Six tonnes d’or en quatre semaines. La Banque de Russie a encore réduit ses réserves en juillet 2026, dans le cadre d’une politique planifiée de cessions régulières. Depuis janvier 2025, les ventes nettes atteignent désormais 34 tonnes.
Une vente nette désigne le solde entre l’or acheté et l’or vendu sur une période. Dans le cas russe, le mouvement est clairement vendeur : la banque centrale cède une partie de son stock, tout en conservant l’un des plus importants volumes d’or au monde.
Moscou poursuit ses ventes d’or
La Banque de Russie a vendu 6 tonnes d’or au cours des quatre semaines précédant début août 2026. Cette opération s’inscrit dans une stratégie de gestion des réserves, c’est-à-dire du patrimoine financier détenu par une banque centrale pour stabiliser sa monnaie et financer ses besoins extérieurs.
Depuis janvier 2025, les ventes nettes cumulées atteignent 34 tonnes. Le rythme reste progressif, mais il confirme une tendance : Moscou accepte de réduire une partie de son matelas d’or pour répondre à des contraintes budgétaires plus fortes.
Le contexte est central. La guerre en Ukraine absorbe des ressources considérables. Les sanctions occidentales limitent aussi l’accès de la Russie aux marchés financiers traditionnels. Dans ce cadre, les ventes d’or pourraient servir à générer des devises, c’est-à-dire des monnaies étrangères utilisables dans les échanges internationaux, et à soutenir indirectement l’économie russe et le rouble.
Le coût de la guerre pèse sur les réserves
L’or joue un rôle particulier dans les finances d’un État. Il ne dépend pas de la signature d’un autre pays, contrairement à une obligation souveraine. Il peut aussi être mobilisé en période de crise, même si sa vente devient plus complexe sous sanctions.
Depuis 2022, l’Union européenne applique un embargo sur l’or russe. Cette mesure vise à empêcher Moscou de vendre facilement son métal précieux sur les marchés européens afin de financer son effort de guerre. Pour les pays de l’UE, dont la Belgique, l’enjeu est double : limiter les revenus russes et éviter que l’or ne serve de canal de contournement financier.
Ces restrictions ne signifient pas que la Russie ne peut plus vendre d’or. Elles limitent surtout l’accès aux acheteurs européens et obligent Moscou à adapter ses circuits commerciaux. La destination précise des ventes n’est pas détaillée dans les données disponibles.

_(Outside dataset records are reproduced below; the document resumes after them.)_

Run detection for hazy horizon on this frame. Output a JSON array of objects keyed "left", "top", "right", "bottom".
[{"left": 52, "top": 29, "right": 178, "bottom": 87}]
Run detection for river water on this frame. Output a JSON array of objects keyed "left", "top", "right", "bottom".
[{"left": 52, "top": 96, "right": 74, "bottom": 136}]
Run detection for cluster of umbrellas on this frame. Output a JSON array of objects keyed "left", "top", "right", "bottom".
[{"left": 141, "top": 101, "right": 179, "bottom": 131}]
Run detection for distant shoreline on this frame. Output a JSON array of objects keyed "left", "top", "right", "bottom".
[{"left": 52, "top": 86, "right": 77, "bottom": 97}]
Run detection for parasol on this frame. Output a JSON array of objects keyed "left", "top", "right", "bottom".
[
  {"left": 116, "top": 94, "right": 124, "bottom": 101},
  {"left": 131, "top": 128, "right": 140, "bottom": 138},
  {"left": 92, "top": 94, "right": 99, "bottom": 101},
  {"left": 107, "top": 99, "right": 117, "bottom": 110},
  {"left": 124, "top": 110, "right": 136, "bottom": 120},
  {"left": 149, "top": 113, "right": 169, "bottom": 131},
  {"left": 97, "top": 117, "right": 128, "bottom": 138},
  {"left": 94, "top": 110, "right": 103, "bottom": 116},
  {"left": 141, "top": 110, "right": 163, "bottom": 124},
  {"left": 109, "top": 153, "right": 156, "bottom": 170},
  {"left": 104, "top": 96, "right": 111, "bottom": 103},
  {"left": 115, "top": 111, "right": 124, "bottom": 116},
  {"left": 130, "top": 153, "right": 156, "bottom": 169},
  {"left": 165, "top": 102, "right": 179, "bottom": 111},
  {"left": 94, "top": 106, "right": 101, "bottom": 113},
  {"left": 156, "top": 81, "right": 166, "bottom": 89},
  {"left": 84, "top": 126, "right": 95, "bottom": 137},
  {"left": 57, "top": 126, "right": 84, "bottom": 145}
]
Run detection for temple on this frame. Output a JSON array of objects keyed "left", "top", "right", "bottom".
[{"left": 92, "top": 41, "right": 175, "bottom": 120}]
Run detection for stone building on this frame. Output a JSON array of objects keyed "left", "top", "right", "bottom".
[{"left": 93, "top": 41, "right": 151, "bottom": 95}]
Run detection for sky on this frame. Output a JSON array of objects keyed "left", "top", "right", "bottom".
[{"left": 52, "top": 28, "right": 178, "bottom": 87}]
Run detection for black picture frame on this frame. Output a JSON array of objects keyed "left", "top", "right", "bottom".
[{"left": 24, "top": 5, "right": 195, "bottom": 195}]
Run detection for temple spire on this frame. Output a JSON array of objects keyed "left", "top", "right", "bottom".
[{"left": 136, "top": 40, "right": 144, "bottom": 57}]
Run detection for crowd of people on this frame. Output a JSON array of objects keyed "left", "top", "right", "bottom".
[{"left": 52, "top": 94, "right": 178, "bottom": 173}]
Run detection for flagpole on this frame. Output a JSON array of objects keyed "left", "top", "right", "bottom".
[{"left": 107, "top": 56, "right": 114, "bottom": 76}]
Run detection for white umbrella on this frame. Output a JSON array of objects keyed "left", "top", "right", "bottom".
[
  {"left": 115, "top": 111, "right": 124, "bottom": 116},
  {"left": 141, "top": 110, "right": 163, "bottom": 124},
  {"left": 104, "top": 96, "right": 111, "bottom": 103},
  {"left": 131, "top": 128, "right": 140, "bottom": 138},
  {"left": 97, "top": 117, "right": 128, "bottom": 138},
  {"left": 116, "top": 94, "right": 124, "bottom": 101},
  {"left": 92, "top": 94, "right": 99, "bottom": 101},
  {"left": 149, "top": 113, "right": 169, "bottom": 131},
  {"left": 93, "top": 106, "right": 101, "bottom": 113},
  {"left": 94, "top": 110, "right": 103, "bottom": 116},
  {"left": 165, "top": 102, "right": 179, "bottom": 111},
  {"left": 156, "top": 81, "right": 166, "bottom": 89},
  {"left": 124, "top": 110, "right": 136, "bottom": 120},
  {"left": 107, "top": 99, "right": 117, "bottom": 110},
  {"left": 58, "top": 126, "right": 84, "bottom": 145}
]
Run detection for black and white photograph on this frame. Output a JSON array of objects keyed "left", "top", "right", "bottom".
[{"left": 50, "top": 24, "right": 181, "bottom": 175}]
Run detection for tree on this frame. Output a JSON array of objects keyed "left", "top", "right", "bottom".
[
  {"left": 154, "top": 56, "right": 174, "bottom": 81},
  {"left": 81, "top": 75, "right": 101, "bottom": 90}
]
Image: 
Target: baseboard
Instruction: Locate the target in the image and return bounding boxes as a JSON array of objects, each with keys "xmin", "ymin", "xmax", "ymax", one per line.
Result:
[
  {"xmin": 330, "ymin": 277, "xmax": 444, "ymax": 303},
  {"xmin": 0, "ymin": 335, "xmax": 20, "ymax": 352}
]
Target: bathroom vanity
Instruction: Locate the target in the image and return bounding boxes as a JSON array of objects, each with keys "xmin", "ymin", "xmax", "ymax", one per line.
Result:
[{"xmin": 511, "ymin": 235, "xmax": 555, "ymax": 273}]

Des réserves encore parmi les plus élevées au monde
Malgré ces cessions, la Russie conserve un stock massif. Ses réserves d’or s’élèvent à 2 292 tonnes en août 2026. Les réserves d’or correspondent au métal détenu par une banque centrale, souvent sous forme de lingots, dans ses coffres ou auprès de dépositaires.
Le volume vendu en juillet représente environ 0,26 % de ce stock. Les 34 tonnes cédées depuis janvier 2025 représentent près de 1,5 % des réserves actuelles. La baisse est donc réelle, mais elle ne remet pas en cause le rang de la Russie parmi les grands détenteurs mondiaux d’or.
Au prix spot du 7 août 2026, autour de 4 315,68 dollars l’once, six tonnes d’or représentent une valeur théorique d’environ 830 millions de dollars. L’once troy, unité internationale de référence pour l’or, équivaut à 31,1 grammes. Le prix spot désigne le prix de marché pour une livraison quasi immédiate.
Ce calcul reste indicatif. Le prix réellement obtenu dépend du calendrier des ventes, des contreparties, des frais et des éventuelles décotes liées aux sanctions.
Un signal à surveiller pour le marché de l’or
Les ventes russes ne suffisent pas, à ce stade, à bouleverser le marché mondial de l’or. Le volume reste limité face à la profondeur du marché international et aux achats d’autres banques centrales.
Mais le signal est important. Il montre que l’or n’est pas seulement un actif de protection. Il peut aussi devenir une réserve mobilisable lorsque les finances publiques sont sous tension. Pour un épargnant européen, cette situation rappelle l’une des fonctions essentielles du métal jaune : préserver une valeur dans un environnement géopolitique instable.
Le cours de l’or reste volatil en 2026. Les anticipations divergent entre poursuite de la hausse et correction, selon l’inflation, les taux d’intérêt, le dollar et les tensions internationales. Dans ce contexte, les mouvements des banques centrales restent un indicateur clé.
La Russie vend encore de l’or, mais elle conserve un stock considérable. La tendance sera surtout à surveiller si les cessions deviennent plus rapides ou plus importantes. Ce serait alors un signe plus net que le coût de la guerre érode davantage le socle financier de Moscou.